If you notice trail walkers with colored beads hanging from their necks, they're not for celebration’s sake; they carry heartbreaking stories with them, Ainsworth said.

Called “honor beads,” they're worn so a connection is created, even without a painful conversation.

“You see someone with the same color bead as you and you instantly understand how they feel,” Ainsworth said.

Indicating the loss of a loved one to suicide, white represents the loss of a child, orange the loss of a sibling, red the loss of a spouse or partner and purple the loss of a relative or friend.

Gold indicates the loss of a parent, silver the loss of a first responder or military veteran. Green represents a person who struggles or has attempted suicide, teal is for someone supporting a person who is struggling. Blue means you support suicide prevention.

“The goal is to have everyone wear blue,” Ainsworth said.

Suicide is only one aspect of the mental health crisis but accounted for 82 deaths in North Idaho last year and 77 in 2019.

More than 1,800 visits to Panhandle emergency departments were attributed to suicidal ideation in 2020, and 1,237 thus far in 2021, Ainsworth said. Suicide attempts caused 491 emergency department visits in 2020 and 311 so far in 2021, she said.

“Helping to relieve the suffering is Panhandle Health District's goal,” Duffy said. Getting knowledge about available resources out to the public is key.

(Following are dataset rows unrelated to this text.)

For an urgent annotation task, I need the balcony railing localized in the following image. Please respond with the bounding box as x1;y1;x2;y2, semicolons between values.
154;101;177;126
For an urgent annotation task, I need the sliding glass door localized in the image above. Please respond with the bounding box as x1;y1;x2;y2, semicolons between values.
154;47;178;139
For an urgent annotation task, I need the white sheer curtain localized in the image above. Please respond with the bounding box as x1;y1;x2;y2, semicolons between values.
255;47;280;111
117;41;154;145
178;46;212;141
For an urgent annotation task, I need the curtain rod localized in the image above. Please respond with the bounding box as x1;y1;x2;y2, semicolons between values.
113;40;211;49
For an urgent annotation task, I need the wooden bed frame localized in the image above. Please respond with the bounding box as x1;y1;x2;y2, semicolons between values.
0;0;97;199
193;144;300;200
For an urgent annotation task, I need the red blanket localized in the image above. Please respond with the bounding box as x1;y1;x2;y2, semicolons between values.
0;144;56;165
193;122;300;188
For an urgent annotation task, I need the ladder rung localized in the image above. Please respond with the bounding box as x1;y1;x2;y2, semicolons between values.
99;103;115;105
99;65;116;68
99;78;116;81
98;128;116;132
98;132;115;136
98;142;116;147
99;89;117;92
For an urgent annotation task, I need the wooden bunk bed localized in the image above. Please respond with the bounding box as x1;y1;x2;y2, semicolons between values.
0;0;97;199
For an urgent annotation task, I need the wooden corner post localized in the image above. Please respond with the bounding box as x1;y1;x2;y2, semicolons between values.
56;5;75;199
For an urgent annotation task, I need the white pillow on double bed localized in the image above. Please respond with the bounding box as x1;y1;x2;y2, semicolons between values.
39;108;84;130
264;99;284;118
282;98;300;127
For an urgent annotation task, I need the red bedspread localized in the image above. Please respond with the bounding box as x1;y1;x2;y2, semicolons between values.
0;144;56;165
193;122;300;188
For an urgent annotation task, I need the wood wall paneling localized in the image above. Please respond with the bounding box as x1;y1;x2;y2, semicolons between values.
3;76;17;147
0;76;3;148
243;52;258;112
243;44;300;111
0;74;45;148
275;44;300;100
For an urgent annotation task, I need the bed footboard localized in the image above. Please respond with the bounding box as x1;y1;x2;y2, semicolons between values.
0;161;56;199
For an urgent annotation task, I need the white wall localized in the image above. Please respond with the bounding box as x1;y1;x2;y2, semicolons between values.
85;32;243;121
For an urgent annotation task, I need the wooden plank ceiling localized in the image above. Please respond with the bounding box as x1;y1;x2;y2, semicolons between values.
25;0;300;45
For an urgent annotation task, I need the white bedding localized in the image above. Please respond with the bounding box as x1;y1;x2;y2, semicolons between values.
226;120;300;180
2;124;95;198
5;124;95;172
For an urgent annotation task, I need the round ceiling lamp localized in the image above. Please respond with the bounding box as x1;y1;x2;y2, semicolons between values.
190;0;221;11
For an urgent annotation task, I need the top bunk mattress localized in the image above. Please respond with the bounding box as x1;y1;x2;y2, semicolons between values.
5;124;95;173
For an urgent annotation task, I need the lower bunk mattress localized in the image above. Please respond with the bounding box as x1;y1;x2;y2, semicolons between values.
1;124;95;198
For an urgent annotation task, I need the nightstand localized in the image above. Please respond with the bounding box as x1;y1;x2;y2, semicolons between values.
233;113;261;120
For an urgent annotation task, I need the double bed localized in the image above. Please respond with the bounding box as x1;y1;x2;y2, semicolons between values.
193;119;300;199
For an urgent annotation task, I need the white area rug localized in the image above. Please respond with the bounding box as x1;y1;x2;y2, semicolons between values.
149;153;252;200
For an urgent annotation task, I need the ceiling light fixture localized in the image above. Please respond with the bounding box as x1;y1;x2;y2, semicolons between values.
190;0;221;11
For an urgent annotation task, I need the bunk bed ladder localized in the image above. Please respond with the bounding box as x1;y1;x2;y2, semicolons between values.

“We have great resources, medications and therapy. Support is out there and available,” Duffy said.

Social networking is a big part of assisting with mental health issues. Isolation exacerbates those issues and living in a more rural area may contribute to that isolation, Duffy said. Reaching out can help.

SPAN serves the five northern counties and was founded in 2003. It can be reached at 208-415-5103 or at and on Facebook.

For those needing immediate crisis assistance, The Northern Idaho Crisis Center in Coeur d'Alene is open 24 hours, seven days a week, 365 days a year. Visitors are welcome to drop in at 2195 Ironwood Court, Suite D and stay for up to 24 hours.

Trained responders are available at 208-625-4884 and will talk callers through the crisis, connect them to resources and often follow up over the next several days.

The Idaho Suicide Prevention Hotline is 800-273-TALK.

The Idaho Lives Project offers a one-hour, free, online training in QPR, or Question, Persuade and Refer training. It trains citizens to recognize the signs that someone may be thinking of suicide, and gives them effective tools for talking with that person and getting them the help they need.

"It's kind of like knowing CPR," Ainsworth said. "The know-how to notice signs and symptoms, and how to keep them alive long enough to get help."